Vatican ambassador laments Syria's ongoing crisis, poverty
The Vatican's ambassador to Syria, Mario Zenari, said Saturday that no improvement has been made in the war-torn country where at least 90 per cent of the population are thought to live below the poverty line.
His comments came same the day artillery fire from government-controlled territory and suspected Russian airstrikes killed at least eight civilians, most of them children, in Idlib, Syria’s last rebel-held enclave.
Speaking to Vatican Radio, Zenari said that while bombs were no longer falling in some areas, the destruction of Syria was ongoing a decade since the war began.
"Efforts for the peace process are stuck," he said, decrying the lack of reconstruction and dire economic situation.
Zenari, who has been the Apostolic Nuncio to Syria since the end of 2008, said Syrians were living an “economic war” amid endemic corruption and mismanagement that is a hallmark of Bashar al-Assad’s regime, as well as the global coronavirus pandemic which made matters worse.
He also linked the crisis to the one next door in Lebanon, which he said had negative repercussions on the situation in Syria.
Like the day of meditation and prayer for Lebanon, Papal Ambassador Zenari did not rule out that a similar meeting would be held in the Vatican on Syria.
"The tragedies of the countries of the Middle East are very similar to each other, and the suffering of the peoples is common," he said.
Pope Francis hosted a day of prayer in the Vatican amid growing fears over Lebanon's political deadlock and financial collapse, during a day-long summit with the heads of churches in Lebanon.
Lebanon’s banking crisis has had an impact on Syria, and fuel, as well as other commodities subsidised by Lebanese depositors' money, continue to be smuggled into Syrian territory amid sanctions on Damascus.
Meanwhile, US officials and aid agencies fear that the millions of Syrians will be left without crucial humanitarian assistance if key Damascus-ally Russia vetoes a resolution to extend the operation of the sole border crossing into Idlib. The vote will be held July 10.
In recent weeks, there has been rising violence between regime forces and insurgents on the edge of the north-western province, despite a truce brokered last year.
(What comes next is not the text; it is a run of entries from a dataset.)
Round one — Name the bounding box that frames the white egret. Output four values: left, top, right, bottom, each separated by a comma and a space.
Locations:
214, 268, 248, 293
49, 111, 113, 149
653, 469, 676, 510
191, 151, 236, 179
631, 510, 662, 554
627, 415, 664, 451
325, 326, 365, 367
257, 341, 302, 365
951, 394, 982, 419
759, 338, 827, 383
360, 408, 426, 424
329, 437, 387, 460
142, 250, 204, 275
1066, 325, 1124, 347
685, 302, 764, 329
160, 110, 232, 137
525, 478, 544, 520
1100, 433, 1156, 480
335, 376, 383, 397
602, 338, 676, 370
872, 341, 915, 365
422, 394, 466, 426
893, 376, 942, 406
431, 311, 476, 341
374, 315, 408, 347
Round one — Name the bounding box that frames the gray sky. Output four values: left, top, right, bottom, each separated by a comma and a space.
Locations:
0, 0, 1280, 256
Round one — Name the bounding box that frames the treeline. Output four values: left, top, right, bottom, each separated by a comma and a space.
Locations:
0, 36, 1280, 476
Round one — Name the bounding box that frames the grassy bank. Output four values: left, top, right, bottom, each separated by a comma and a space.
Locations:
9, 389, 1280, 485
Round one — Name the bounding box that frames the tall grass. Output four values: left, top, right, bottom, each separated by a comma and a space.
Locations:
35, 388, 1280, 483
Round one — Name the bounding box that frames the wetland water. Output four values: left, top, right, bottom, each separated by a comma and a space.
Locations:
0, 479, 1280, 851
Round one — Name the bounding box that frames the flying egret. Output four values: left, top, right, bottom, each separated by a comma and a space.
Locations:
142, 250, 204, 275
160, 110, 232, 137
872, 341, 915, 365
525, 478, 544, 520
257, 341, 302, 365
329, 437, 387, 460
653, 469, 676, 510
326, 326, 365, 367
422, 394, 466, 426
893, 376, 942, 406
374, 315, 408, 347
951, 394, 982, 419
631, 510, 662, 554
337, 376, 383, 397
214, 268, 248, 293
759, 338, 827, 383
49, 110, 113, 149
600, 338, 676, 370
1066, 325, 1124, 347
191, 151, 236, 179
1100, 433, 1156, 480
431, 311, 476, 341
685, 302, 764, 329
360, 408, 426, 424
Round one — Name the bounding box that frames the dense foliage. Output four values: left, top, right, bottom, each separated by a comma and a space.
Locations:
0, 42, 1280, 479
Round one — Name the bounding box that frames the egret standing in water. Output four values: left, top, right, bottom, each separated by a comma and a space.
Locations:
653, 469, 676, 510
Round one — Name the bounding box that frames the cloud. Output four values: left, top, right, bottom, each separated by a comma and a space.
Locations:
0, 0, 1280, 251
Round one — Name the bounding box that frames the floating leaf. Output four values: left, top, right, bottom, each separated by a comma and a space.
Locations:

Eight civilians, including six children, were killed on Saturday after regime forces shelled the village of Ibleen in Idlib, according to rescue workers and a war monitor.
Among the dead was Subhi al-Assi, an administrator in a local health centre, and Omar al-Omar, a volunteer for White Helmets rescue service.
The shelling was followed by airstrikes by suspected Russian warplanes that hit areas west of Idlib city, destroying a centre belonging to the White Helmets.